Contestants agree: Curb Appeal is contagious

curb appeal
Curb Appeal contestant Shelly Holley. Photo by Karen Engdahl

SPRINGFIELD, Vt. – When Chris and Shelly Holley bought their “fixer-upper” on Cottage Avenue in Aug. 2016, the house had been vacant for more than six years.

“The windows were boarded up, there was junk everywhere,” sighed Shelly Holley, remembering the mess. “We spent the first six months just trying to clean it out and fix the basic systems.”

“Everything of any value had been torn out or stolen,” added Chris Holley. “Someone even stole the cast iron sewer pipe!”

The couple, armed with skills from construction trades and past rehab projects, rolled up their sleeves and got to work. “By the time spring came and we heard about the Curb Appeal Challenge, we were ready to get outside and work on the landscaping,” said Shelly Holley. “We were so eager to make the yard into something attractive.” Sitting on the front stoop of their now tidy home on a sunny afternoon, she smiled at the abundant floral border. “Chris just kept fertilizing the flowers and now they’re going crazy.”

“The best thing about this project is how it connects people,” she continued. “Our neighbors have been sharing plants and seeds with us. People driving by stop and comment about how nice it looks. One man stopped and told us we had really made a huge improvement in our neighborhood – and he thanked us.”

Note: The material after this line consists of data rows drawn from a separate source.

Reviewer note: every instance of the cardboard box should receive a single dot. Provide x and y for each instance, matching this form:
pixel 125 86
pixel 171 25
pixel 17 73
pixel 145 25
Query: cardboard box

The Curb Appeal Challenge was organized by a number of community groups in the spring of 2017 to urge homeowners to make improvements to the outside of their property and was described as “a friendly competition among neighbors, [to] provide positive action for Springfield, and help build community spirit and pride” by Springfield Select Board member Mike Martin, who grew up in Springfield.

curb appeal
Curb Appeal contestant Trish Sliker. Photo by Karen Engdahl

Trish and Shaun Sliker, whose project involved beautifying their Union Street fence line with two large masonry planting beds, were excited by the community response to their handiwork.

“Shaun did all the work himself,” said Sliker, “and he was constantly encouraged by people driving by to check up on the project. People offered us plants—they told us about their own projects. It was great!”

The Slikers are already planning their Curb Appeal project for next year: painting the exterior of their house.

“A contest is good motivation,” laughed Sliker. “It can help kick start something you really need to do anyway. And it gets the whole neighborhood involved.”

Char Osterlund, whose Summer Street garden border is a Curb Appeal challenger, echoed the sentiments of the other contestants.

curb appeal
Curb Appeal contestant Char Osterlund. Photo by Karen Engdahl

“I entered this gardening project to get into the spirit of community,” Osterlund said, “and I can’t believe how many people have stopped to comment and encourage me. Neighbors have shared plants and ideas. It’s been such a positive activity.”

More than 25 contestants paid a small fee and submitted photos of the “before” project areas to enter the contest. Incentives such as discounts from local merchants and free consultation with realtors and landscapers were also available. A panel of judges from neighboring towns will choose three winners of the challenge and cash prizes will be awarded at a ceremony on Sept. 16.

The Curb Appeal Challenge is a joint effort sponsored by Muse & Associates Real Estate, Union/Park Neighborhood Association, Bibens Home Center, Woodbury’s Florist, Sherwin-Williams Paints, Mascoma Savings Bank, Claremont Savings Bank, the Town of Springfield and the Springfield Reporter.